Explanation with Inline Comments

import requests
from bs4 import BeautifulSoup

# Target URL from which to scrape the data
url = 'https://docs.aws.amazon.com/eks/latest/userguide/kubernetes-versions.html'
string = 'Amazon EKS Kubernetes release calendar'

# Sending a GET request to the URL
response = requests.get(url)
html_content = response.text  # Getting the text content of the response

# Parsing the HTML content
soup = BeautifulSoup(html_content, 'html.parser')

# Finding the specific section of the page by text string
heading = soup.find(string=string)

# Navigating to the next table after the heading
table = heading.find_next('table')

# Building an HTML table with borders
html_table = "<table border='1'>"
header_row = table.find('tr')
html_header_row = "<tr>"

# Loop through each header in the table and clean up the text
for header_cell in header_row.find_all('th'):
    html_header_row += f"<th>{header_cell.text.strip()}</th>"
html_header_row += "</tr>"
html_table += html_header_row

# Loop through each row in the table and append it to our HTML table string
for row in table.find_all('tr')[1:]:
    html_table += str(row)
html_table += "</table>"

# Output the HTML table to the console
print(html_table)

Scraping the Data

We start by importing the necessary libraries: requests for making HTTP requests and BeautifulSoup for parsing HTML content.

import requests
from bs4 import BeautifulSoup

Next, we specify the target URL from which we’ll scrape the data and define the string that indicates the section containing the release calendar.

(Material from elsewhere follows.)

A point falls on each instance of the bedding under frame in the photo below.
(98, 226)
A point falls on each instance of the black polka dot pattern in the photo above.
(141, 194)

url = 'https://docs.aws.amazon.com/eks/latest/userguide/kubernetes-versions.html'
string = 'Amazon EKS Kubernetes release calendar'

We send a GET request to the URL and parse the HTML content using BeautifulSoup.

response = requests.get(url)
html_content = response.text
soup = BeautifulSoup(html_content, 'html.parser')

After parsing the HTML content, we locate the specific section of the page containing the release calendar by searching for the specified string.

heading = soup.find(string=string)

Once we’ve located the section, we navigate to the next table after the heading.

table = heading.find_next('table')

Building the HTML Table

To present the scraped data in a structured format, we construct an HTML table with borders.

html_table = "<table border='1'>"
header_row = table.find('tr')
html_header_row = "<tr>"

# Extracting and cleaning up table headers
for header_cell in header_row.find_all('th'):
    html_header_row += f"<th>{header_cell.text.strip()}</th>"
html_header_row += "</tr>"
html_table += html_header_row

# Extracting table rows and appending them to the HTML table string
for row in table.find_all('tr')[1:]:
    html_table += str(row)
html_table += "</table>"